There are several limitations of the current study. First, the design is cross-sectional. Although we showed that these novel urinary markers correlated with SLE renal activity and differentiated active renal from non-renal SLE, their role in predicting flares and progression of LN is still unclear. This has to be addressed through long-term longitudinal studies. Moreover, whether these markers are more sensitive than urinary sediments in the detection of renal activity is unknown, as data on urinary sediments in patients with inactive SLE or active non-renal SLE were unavailable for analyses. Second, renal histologic assessment in the 68 patients with LN was performed by different pathologists and there might be inter-observer variation in the assessment. This, coupled with the relatively small sample of each histological class of LN, might have contributed to the negative correlation between renal histological classes and urine marker levels in some instances. Although immunohistochemical analysis of the biopsy tissues was not performed in this study, we have previously demonstrated expression of VCAM-1 and angiostatin in kidney tissue from humans and mice with LN [11, 38]. Renal CXCL4 expression studies of are in progress.

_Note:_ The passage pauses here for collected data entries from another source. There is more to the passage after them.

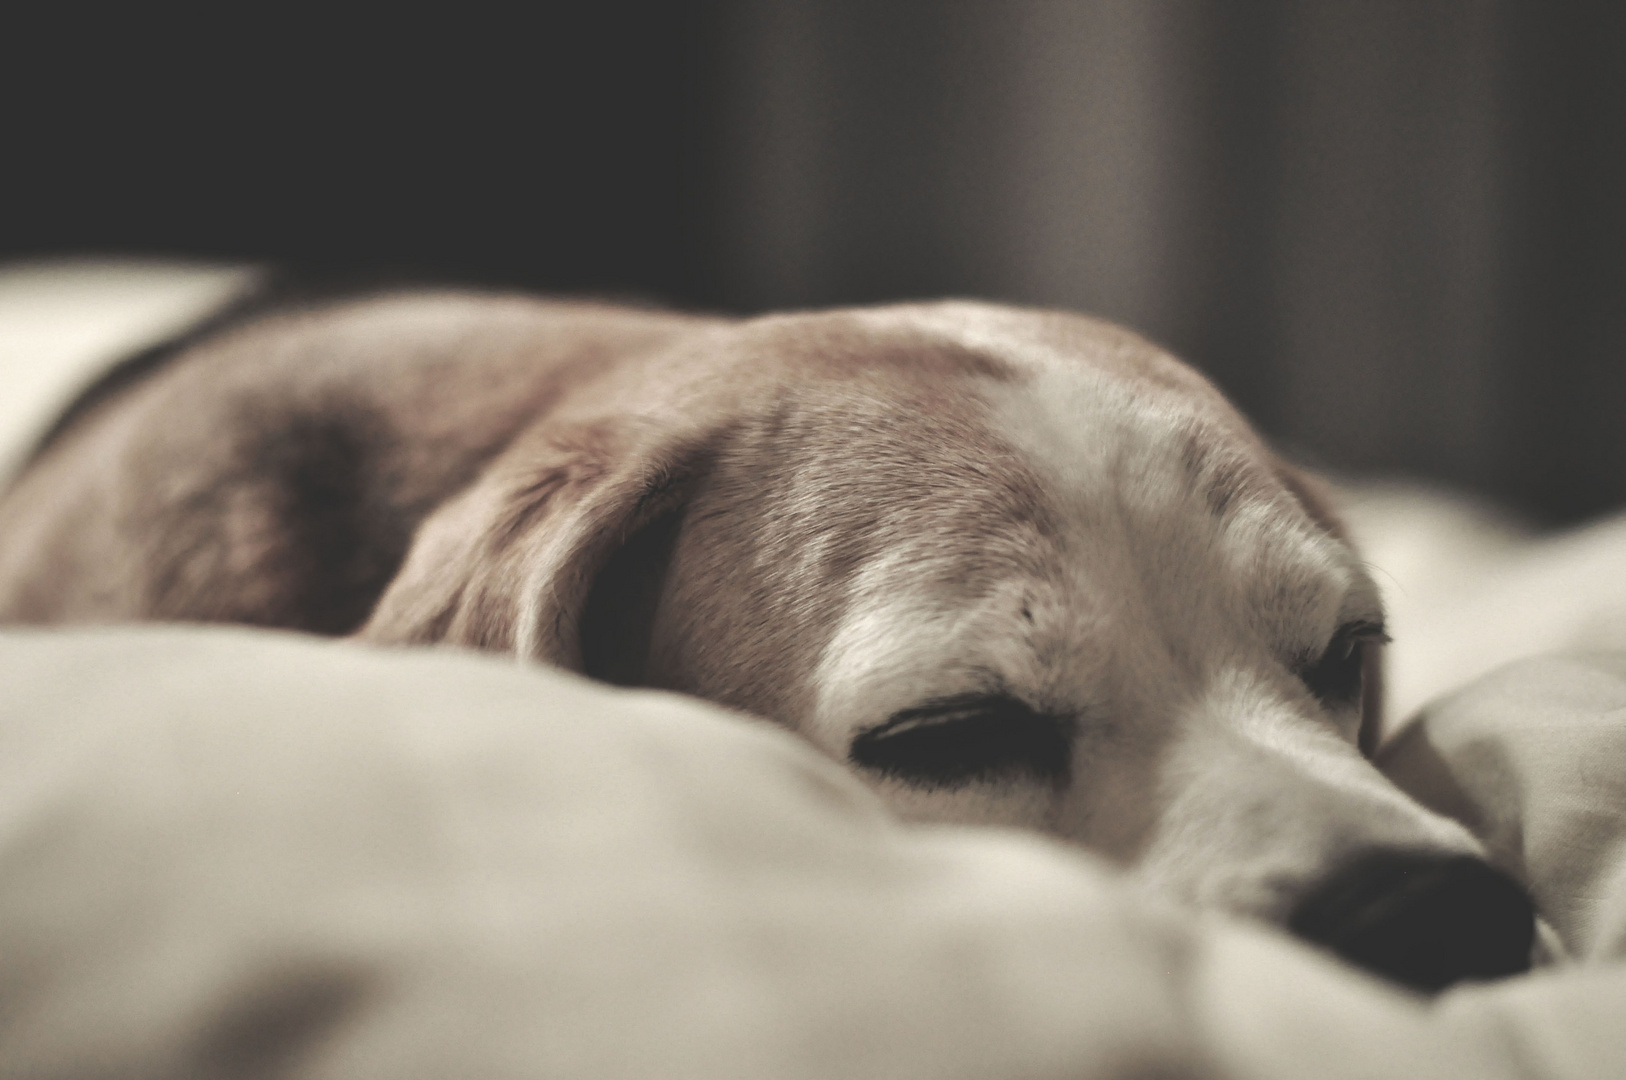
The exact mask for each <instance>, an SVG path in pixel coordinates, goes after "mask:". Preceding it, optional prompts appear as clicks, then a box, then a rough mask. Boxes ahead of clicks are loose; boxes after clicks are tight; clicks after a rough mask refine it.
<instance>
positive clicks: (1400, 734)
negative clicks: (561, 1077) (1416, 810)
mask: <svg viewBox="0 0 1626 1080" xmlns="http://www.w3.org/2000/svg"><path fill="white" fill-rule="evenodd" d="M250 280H252V270H246V268H241V267H200V265H180V263H153V262H112V260H98V262H85V263H50V265H13V267H8V268H3V270H0V385H5V387H7V394H5V397H3V400H5V405H3V412H0V436H3V438H0V454H5V455H7V457H8V459H10V460H15V459H16V454H20V452H21V451H23V447H26V446H28V441H29V439H31V438H33V434H34V433H37V431H39V428H41V425H44V423H47V421H49V416H50V413H52V410H54V408H55V407H57V405H60V402H63V400H65V398H67V397H68V395H70V394H72V392H73V389H75V387H76V385H78V384H80V382H81V381H83V379H86V377H89V374H91V372H94V371H98V369H99V368H101V366H102V364H106V363H107V359H109V358H111V356H112V355H115V353H117V351H120V350H127V348H130V346H133V345H140V343H143V342H146V340H151V338H156V337H159V335H163V333H167V332H171V330H172V329H176V327H177V325H182V324H184V322H187V320H189V319H192V317H195V316H197V314H198V312H202V311H205V309H208V307H210V306H213V304H216V303H220V301H221V299H224V298H228V296H229V294H233V291H236V290H241V288H244V286H246V283H247V281H250ZM1346 504H1348V512H1350V517H1351V522H1353V527H1354V529H1356V532H1358V533H1359V537H1361V538H1363V542H1364V547H1366V551H1367V555H1369V558H1371V561H1372V563H1374V564H1376V566H1379V568H1380V569H1382V571H1384V576H1385V581H1389V582H1392V589H1390V603H1392V607H1393V613H1392V616H1393V631H1395V636H1397V644H1395V647H1393V649H1395V655H1393V678H1392V685H1390V695H1392V701H1393V706H1395V716H1398V717H1400V719H1402V724H1397V725H1395V729H1393V732H1392V734H1390V740H1389V745H1387V748H1385V751H1384V756H1382V766H1384V768H1385V769H1387V771H1389V773H1390V776H1392V777H1393V779H1395V781H1397V782H1398V784H1400V786H1402V787H1405V789H1406V790H1410V792H1411V794H1415V795H1416V797H1418V799H1421V800H1423V802H1426V803H1429V805H1433V807H1436V808H1439V810H1442V812H1447V813H1450V815H1454V817H1457V818H1459V820H1462V821H1463V823H1467V825H1468V826H1470V828H1473V830H1475V831H1476V833H1478V834H1480V836H1481V838H1483V839H1485V841H1486V844H1488V847H1489V851H1491V854H1493V859H1494V860H1496V862H1499V864H1501V865H1502V867H1504V869H1507V870H1511V872H1512V873H1515V875H1517V877H1520V880H1524V882H1525V883H1527V885H1528V886H1530V890H1532V893H1533V895H1535V898H1537V901H1538V906H1540V911H1541V916H1543V921H1545V927H1543V934H1545V937H1546V945H1548V950H1550V952H1551V953H1554V956H1558V960H1556V961H1554V963H1551V965H1548V966H1543V968H1540V969H1537V971H1533V973H1532V974H1528V976H1522V978H1517V979H1509V981H1502V982H1498V984H1485V986H1460V987H1457V989H1452V991H1449V992H1446V994H1442V995H1439V997H1436V999H1421V997H1413V995H1408V994H1405V992H1400V991H1397V989H1393V987H1390V986H1385V984H1382V982H1379V981H1376V979H1371V978H1367V976H1363V974H1359V973H1356V971H1353V969H1350V968H1346V966H1343V965H1340V963H1337V961H1335V960H1332V958H1328V956H1325V955H1322V953H1319V952H1315V950H1312V948H1309V947H1304V945H1301V943H1298V942H1296V940H1293V938H1289V937H1286V935H1283V934H1276V932H1273V930H1270V929H1267V927H1259V925H1252V924H1242V922H1236V921H1229V919H1224V917H1219V916H1213V914H1197V912H1190V911H1182V909H1177V908H1172V906H1169V904H1166V903H1163V901H1161V899H1158V898H1156V896H1150V895H1145V893H1141V891H1138V890H1137V888H1135V886H1133V885H1132V883H1128V882H1127V880H1122V878H1120V877H1119V875H1117V873H1115V872H1114V870H1112V867H1109V865H1107V864H1104V862H1101V860H1098V859H1094V857H1091V856H1088V854H1086V852H1080V851H1076V849H1067V847H1062V846H1059V844H1052V843H1049V841H1044V839H1041V838H1036V836H1029V834H1020V833H1006V831H998V830H969V828H950V826H906V825H901V823H898V821H894V820H893V818H891V817H889V815H888V813H886V812H885V810H883V808H881V807H880V803H878V802H876V800H875V799H873V797H872V795H870V794H868V792H867V789H865V787H863V786H862V784H859V782H857V781H855V779H854V777H852V776H849V774H847V773H846V771H844V769H842V768H839V766H836V764H834V763H831V761H828V760H824V758H823V756H821V755H818V753H816V751H813V750H811V748H808V747H805V745H802V743H800V742H798V740H797V738H793V737H792V735H789V734H785V732H782V730H777V729H776V727H772V725H769V724H766V722H763V721H756V719H751V717H743V716H735V714H730V712H725V711H722V709H717V708H712V706H707V704H702V703H696V701H691V699H683V698H676V696H672V695H660V693H650V691H628V690H615V688H608V686H602V685H595V683H589V682H585V680H582V678H577V677H574V675H569V673H563V672H554V670H543V668H535V667H522V665H515V664H512V662H507V660H502V659H494V657H489V655H475V654H467V652H459V651H452V649H415V651H406V649H379V647H367V646H361V644H354V642H341V641H325V639H315V638H307V636H299V634H286V633H272V631H252V629H242V628H205V626H124V628H81V629H21V628H8V629H0V1077H29V1078H34V1077H63V1078H68V1077H72V1078H75V1080H78V1078H94V1077H119V1078H138V1077H268V1075H298V1077H354V1078H366V1077H452V1075H455V1077H572V1078H584V1080H597V1078H608V1077H694V1078H701V1077H706V1078H707V1080H725V1078H728V1077H741V1078H746V1077H751V1078H769V1077H774V1078H777V1077H787V1078H789V1077H806V1078H813V1077H842V1078H847V1077H933V1078H951V1077H967V1078H969V1077H1057V1078H1060V1077H1068V1078H1076V1077H1236V1078H1278V1077H1280V1078H1289V1077H1413V1078H1419V1080H1429V1078H1434V1077H1442V1078H1444V1077H1476V1078H1489V1077H1564V1078H1577V1080H1579V1078H1589V1080H1590V1078H1595V1077H1615V1075H1626V1023H1623V1021H1621V1018H1623V1017H1626V638H1623V634H1621V628H1623V626H1626V573H1623V571H1626V524H1619V522H1598V524H1595V525H1592V527H1589V529H1585V530H1580V532H1576V533H1567V535H1564V537H1538V535H1533V533H1528V532H1527V530H1522V529H1519V527H1517V525H1515V524H1514V522H1511V520H1509V519H1506V517H1502V516H1499V514H1496V511H1493V509H1489V507H1483V506H1476V504H1473V503H1470V501H1465V499H1462V498H1459V496H1447V494H1442V493H1436V491H1426V490H1418V488H1405V486H1393V485H1350V488H1348V493H1346ZM1616 594H1619V595H1616Z"/></svg>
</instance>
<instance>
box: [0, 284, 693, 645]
mask: <svg viewBox="0 0 1626 1080" xmlns="http://www.w3.org/2000/svg"><path fill="white" fill-rule="evenodd" d="M706 325H707V322H706V320H702V319H694V317H688V316H678V314H670V312H659V311H637V309H628V307H611V306H603V304H589V303H561V301H545V299H537V298H528V296H504V294H485V293H468V291H411V293H390V294H376V296H371V298H351V299H340V301H325V303H307V301H301V299H294V301H293V303H289V301H286V299H276V301H273V303H263V301H260V303H250V304H249V306H246V307H242V309H239V311H233V312H228V316H226V317H224V319H218V320H213V322H211V324H208V325H205V327H203V329H202V332H198V333H192V335H189V337H187V338H184V340H180V342H179V343H174V345H167V346H163V348H158V350H151V351H148V353H146V355H143V356H138V358H133V359H132V361H128V363H125V364H122V366H120V368H117V369H115V371H114V372H112V374H111V376H109V377H107V379H104V381H102V382H101V384H98V385H96V387H93V389H91V390H88V392H86V394H85V395H83V397H81V398H80V402H78V403H76V405H75V407H72V408H70V410H68V412H67V413H65V415H63V418H62V420H60V421H59V423H57V426H55V428H54V429H52V431H50V434H47V438H46V439H44V441H42V444H41V447H39V449H37V451H36V454H34V455H33V459H31V460H29V464H28V465H26V467H24V470H23V472H21V475H20V477H18V478H16V481H15V483H13V485H11V488H10V490H8V491H7V493H5V496H3V499H0V621H114V620H132V618H182V620H203V621H236V623H252V625H263V626H286V628H298V629H312V631H320V633H346V631H351V629H354V628H356V626H358V625H359V623H361V621H363V620H364V618H366V616H367V613H369V610H371V608H372V605H374V602H376V600H377V597H379V594H380V592H382V590H384V587H385V586H387V584H389V581H390V579H392V576H393V574H395V571H397V568H398V564H400V561H402V558H403V556H405V553H406V548H408V543H410V542H411V537H413V532H415V529H416V525H418V522H420V520H421V519H423V517H424V514H428V512H429V511H431V509H434V506H437V504H439V503H442V501H444V499H446V498H447V496H449V494H450V493H454V491H457V490H459V488H462V486H465V485H467V483H468V481H470V480H472V478H473V477H475V475H476V473H478V470H480V468H481V465H483V464H485V462H488V460H489V459H491V457H493V455H494V454H498V452H499V451H501V449H502V447H504V446H507V442H509V441H511V439H512V438H514V436H515V433H517V431H520V429H522V428H525V426H527V425H530V423H535V421H537V420H538V418H541V416H546V415H548V412H550V410H551V408H553V407H554V405H556V403H558V402H559V400H561V398H563V397H566V395H567V394H571V392H577V390H580V389H582V387H584V385H587V384H592V382H595V381H603V379H606V377H610V376H613V374H615V372H616V371H618V369H624V368H628V366H631V364H637V363H639V361H641V359H646V358H649V356H650V355H652V353H655V351H657V350H663V348H667V346H670V345H672V343H673V342H675V340H676V338H681V337H683V335H689V333H694V332H698V330H699V329H702V327H706Z"/></svg>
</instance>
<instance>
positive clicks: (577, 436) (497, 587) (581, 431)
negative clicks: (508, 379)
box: [359, 420, 707, 685]
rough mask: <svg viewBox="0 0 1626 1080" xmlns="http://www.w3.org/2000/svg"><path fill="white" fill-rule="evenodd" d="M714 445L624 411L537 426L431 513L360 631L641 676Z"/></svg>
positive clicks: (519, 439)
mask: <svg viewBox="0 0 1626 1080" xmlns="http://www.w3.org/2000/svg"><path fill="white" fill-rule="evenodd" d="M706 446H707V442H706V439H701V438H696V436H689V438H675V436H672V434H670V433H663V431H657V429H652V428H649V426H644V425H639V423H633V421H620V420H618V421H603V423H593V425H576V426H571V428H567V429H563V431H561V429H548V431H533V433H528V434H527V436H524V438H522V439H519V441H517V442H515V444H514V446H512V447H509V449H507V451H506V452H504V454H502V455H501V457H498V459H496V460H494V462H493V464H491V465H489V467H488V468H486V470H485V473H483V475H481V477H480V478H478V480H476V481H475V483H473V485H470V486H468V488H467V490H465V491H463V493H462V494H459V496H457V498H454V499H452V501H449V503H446V504H444V506H441V507H439V509H436V511H434V512H433V514H429V517H426V519H424V522H423V524H421V525H420V527H418V532H416V537H415V538H413V543H411V548H410V550H408V553H406V560H405V561H403V563H402V568H400V571H398V573H397V576H395V579H393V581H392V582H390V586H389V587H387V589H385V590H384V595H382V597H380V599H379V603H377V605H376V607H374V612H372V616H371V618H369V620H367V623H366V626H363V628H361V631H359V636H361V638H364V639H369V641H385V642H449V644H462V646H472V647H476V649H493V651H502V652H515V654H519V655H522V657H525V659H532V660H543V662H548V664H556V665H559V667H566V668H572V670H580V672H585V673H589V675H593V677H597V678H605V680H608V682H616V683H624V685H633V683H637V682H639V678H641V675H642V667H644V660H646V659H647V654H649V636H650V625H652V620H654V613H655V603H657V600H659V595H660V586H662V579H663V576H665V568H667V561H668V560H670V553H672V545H673V542H675V538H676V530H678V525H680V524H681V512H683V506H685V503H686V498H688V493H689V490H691V486H693V483H694V480H696V477H698V475H699V472H701V468H702V465H704V460H706V459H707V452H706Z"/></svg>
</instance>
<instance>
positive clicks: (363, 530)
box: [0, 291, 1532, 989]
mask: <svg viewBox="0 0 1626 1080" xmlns="http://www.w3.org/2000/svg"><path fill="white" fill-rule="evenodd" d="M0 620H7V621H20V623H47V621H106V620H203V621H229V623H250V625H260V626H285V628H298V629H306V631H315V633H324V634H351V636H356V638H361V639H366V641H377V642H403V644H405V642H411V644H416V642H424V644H428V642H455V644H462V646H472V647H478V649H491V651H499V652H509V654H514V655H519V657H524V659H527V660H538V662H546V664H558V665H561V667H567V668H574V670H580V672H585V673H587V675H590V677H597V678H602V680H608V682H613V683H621V685H636V686H657V688H668V690H676V691H683V693H689V695H698V696H701V698H707V699H712V701H717V703H722V704H725V706H732V708H735V709H741V711H746V712H751V714H758V716H763V717H771V719H772V721H777V722H779V724H784V725H787V727H790V729H793V730H797V732H800V734H802V735H803V737H805V738H806V740H808V742H811V743H813V745H816V747H820V748H821V750H823V751H826V753H829V755H831V756H834V758H837V760H841V761H846V763H849V764H850V768H852V769H854V771H857V773H859V774H860V776H862V777H865V779H867V781H868V782H870V784H872V786H873V787H875V789H876V790H878V792H880V794H881V795H883V797H885V799H886V800H888V802H889V803H891V805H893V807H894V808H896V810H898V812H899V813H901V815H902V817H906V818H915V820H933V821H980V823H1000V825H1015V826H1028V828H1036V830H1044V831H1047V833H1052V834H1055V836H1060V838H1065V839H1068V841H1075V843H1078V844H1083V846H1085V847H1089V849H1093V851H1096V852H1101V854H1106V856H1107V857H1111V859H1115V860H1117V862H1120V864H1122V865H1125V867H1127V869H1128V870H1130V872H1132V873H1135V875H1138V877H1140V878H1143V880H1146V882H1148V883H1151V885H1154V886H1158V888H1161V890H1164V891H1167V893H1172V895H1176V896H1179V898H1184V899H1187V901H1192V903H1197V904H1203V906H1213V908H1219V909H1228V911H1234V912H1242V914H1249V916H1254V917H1260V919H1265V921H1272V922H1276V924H1286V925H1289V927H1293V929H1294V930H1298V932H1299V934H1302V935H1306V937H1309V938H1312V940H1317V942H1322V943H1324V945H1327V947H1330V948H1333V950H1337V952H1340V953H1343V955H1345V956H1348V958H1351V960H1354V961H1356V963H1361V965H1364V966H1367V968H1372V969H1376V971H1380V973H1385V974H1389V976H1392V978H1397V979H1400V981H1403V982H1408V984H1411V986H1416V987H1423V989H1429V987H1439V986H1446V984H1449V982H1452V981H1457V979H1460V978H1475V976H1493V974H1502V973H1511V971H1517V969H1522V968H1524V966H1525V965H1527V961H1528V953H1530V938H1532V912H1530V906H1528V901H1527V899H1525V896H1524V893H1522V891H1520V890H1519V886H1517V885H1514V883H1512V882H1511V880H1509V878H1506V877H1504V875H1501V873H1498V872H1494V870H1491V869H1489V867H1488V865H1486V864H1485V862H1483V860H1481V859H1480V857H1478V856H1480V847H1478V846H1476V843H1475V841H1473V839H1472V838H1470V836H1468V834H1467V833H1465V831H1463V830H1462V828H1460V826H1457V825H1455V823H1452V821H1447V820H1444V818H1439V817H1436V815H1433V813H1429V812H1426V810H1424V808H1421V807H1419V805H1416V803H1415V802H1411V800H1410V799H1406V797H1405V795H1402V794H1400V792H1398V790H1397V789H1395V787H1392V786H1390V784H1389V782H1387V781H1385V779H1384V777H1382V776H1380V774H1379V773H1377V769H1374V768H1372V764H1369V761H1367V760H1366V756H1364V753H1363V751H1366V753H1369V751H1371V750H1372V745H1374V742H1376V732H1377V709H1379V695H1377V691H1376V675H1377V670H1376V664H1377V655H1379V651H1380V646H1382V641H1384V613H1382V605H1380V600H1379V592H1377V589H1376V586H1374V584H1372V581H1371V577H1369V576H1367V574H1366V571H1364V569H1363V564H1361V561H1359V558H1358V556H1356V553H1354V551H1353V550H1351V547H1350V543H1348V540H1346V538H1345V535H1343V532H1341V530H1340V525H1338V522H1337V519H1335V517H1333V514H1332V512H1330V511H1328V507H1327V503H1325V499H1324V496H1322V494H1320V491H1319V490H1317V486H1315V483H1314V481H1312V480H1309V478H1307V477H1304V475H1301V473H1298V472H1294V470H1293V468H1291V467H1288V465H1285V464H1283V462H1281V460H1278V459H1276V457H1275V455H1273V454H1272V452H1270V451H1268V449H1267V447H1265V446H1263V444H1262V442H1260V439H1259V438H1257V436H1255V434H1254V433H1252V431H1250V429H1249V426H1247V423H1246V421H1244V420H1242V418H1241V416H1239V415H1237V413H1236V412H1234V410H1233V408H1231V407H1229V405H1228V403H1226V400H1224V398H1223V397H1221V395H1219V394H1218V392H1216V390H1215V389H1213V387H1211V385H1210V384H1208V382H1205V381H1203V379H1202V377H1200V376H1198V374H1195V372H1193V371H1192V369H1189V368H1185V366H1182V364H1180V363H1179V361H1176V359H1172V358H1171V356H1167V355H1164V353H1163V351H1159V350H1158V348H1154V346H1153V345H1150V343H1146V342H1145V340H1141V338H1138V337H1135V335H1133V333H1128V332H1125V330H1122V329H1117V327H1114V325H1109V324H1104V322H1099V320H1094V319H1086V317H1081V316H1075V314H1062V312H1046V311H1021V309H1011V307H1002V306H992V304H979V303H933V304H907V306H893V307H875V309H854V311H831V312H818V314H790V316H772V317H761V319H751V320H730V319H712V317H691V316H683V314H672V312H657V311H637V309H628V307H615V306H598V304H587V303H554V301H545V299H538V298H527V296H512V294H483V293H459V291H413V293H392V294H377V296H369V298H359V299H350V301H343V303H330V304H317V306H294V307H285V309H278V311H270V312H267V311H260V312H259V314H254V316H252V317H250V316H242V317H236V319H226V320H221V322H218V324H216V325H211V327H208V329H207V330H205V332H200V333H195V335H192V337H190V340H185V342H182V343H179V345H176V346H172V348H167V350H161V351H159V353H154V355H150V356H148V358H145V359H143V361H141V363H138V364H135V366H127V368H124V369H120V371H119V372H117V374H115V377H114V379H111V381H109V382H106V384H104V385H101V387H99V389H96V390H94V392H91V394H89V395H88V397H86V398H83V400H81V402H80V405H76V407H75V408H73V410H70V413H68V415H67V416H65V418H63V420H62V421H60V423H59V425H57V428H55V431H54V434H52V436H49V438H47V441H46V442H44V444H42V446H41V447H39V451H37V452H36V454H34V457H33V459H31V462H29V464H28V467H26V468H24V470H23V472H21V475H20V477H18V478H16V481H15V483H13V486H11V488H10V491H8V493H7V494H5V498H3V501H0Z"/></svg>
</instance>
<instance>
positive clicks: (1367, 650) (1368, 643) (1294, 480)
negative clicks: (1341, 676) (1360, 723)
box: [1276, 462, 1384, 758]
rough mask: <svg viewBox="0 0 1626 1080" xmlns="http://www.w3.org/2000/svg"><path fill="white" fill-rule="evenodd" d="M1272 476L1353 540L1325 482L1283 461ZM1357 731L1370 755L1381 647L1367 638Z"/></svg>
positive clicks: (1381, 701)
mask: <svg viewBox="0 0 1626 1080" xmlns="http://www.w3.org/2000/svg"><path fill="white" fill-rule="evenodd" d="M1276 475H1280V477H1281V481H1283V483H1285V485H1286V486H1288V491H1291V493H1293V496H1294V498H1296V499H1298V501H1299V504H1301V506H1304V512H1306V514H1309V516H1311V520H1314V522H1315V524H1317V525H1320V527H1322V529H1325V530H1327V532H1330V533H1332V535H1335V537H1338V538H1340V540H1343V542H1345V543H1350V545H1353V543H1354V542H1353V540H1351V538H1350V530H1348V529H1346V527H1345V524H1343V519H1341V517H1340V516H1338V511H1337V509H1333V504H1332V491H1330V490H1328V486H1327V483H1325V481H1322V480H1320V478H1317V477H1312V475H1311V473H1306V472H1302V470H1299V468H1294V467H1293V465H1288V464H1285V462H1278V464H1276ZM1361 651H1363V660H1361V732H1359V735H1358V737H1356V745H1358V747H1359V748H1361V753H1364V755H1366V756H1367V758H1372V756H1374V755H1376V753H1377V743H1379V742H1380V740H1382V737H1384V646H1382V642H1379V641H1367V642H1363V644H1361Z"/></svg>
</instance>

Despite these caveats, our study has provided further evidence to suggest a potential role of urinary angiostatin, CXCL4 and VCAM-1 as predictors of renal involvement in patients with SLE. Because of the shortcomings of existing clinical serological and renal parameters in the monitoring and prognostic stratification of LN, the quest for novel biomarkers has to be continued. Further prospective studies will provide more information on the performance of these urinary protein markers in predicting flares and prognosis of LN as compared to conventional markers and urinary protein quantification.

Conclusion

In this study, we showed that the novel urinary biomarkers angiostatin, CXCL4 and VCAM-1 differentiate active renal from active non-renal disease in patients with SLE. The urinary levels of these biomarkers correlated significantly with SLEDAI, renal SLEDAI and urine protein levels. Among patients with biopsy-proven active LN, urinary CXCL4 and VCAM-1 correlated significantly with the histologic activity index but not proteinuria. On the other hand, urinary angiostatin correlated with proteinuria but not the biopsy activity index. These data suggest the mechanisms of proteinuria and histological activity may not necessarily be the same in LN. Longitudinal studies are needed to evaluate the performance of these urinary markers in predicting flares and prognosis of LN as compared to conventional markers and urinary protein quantification.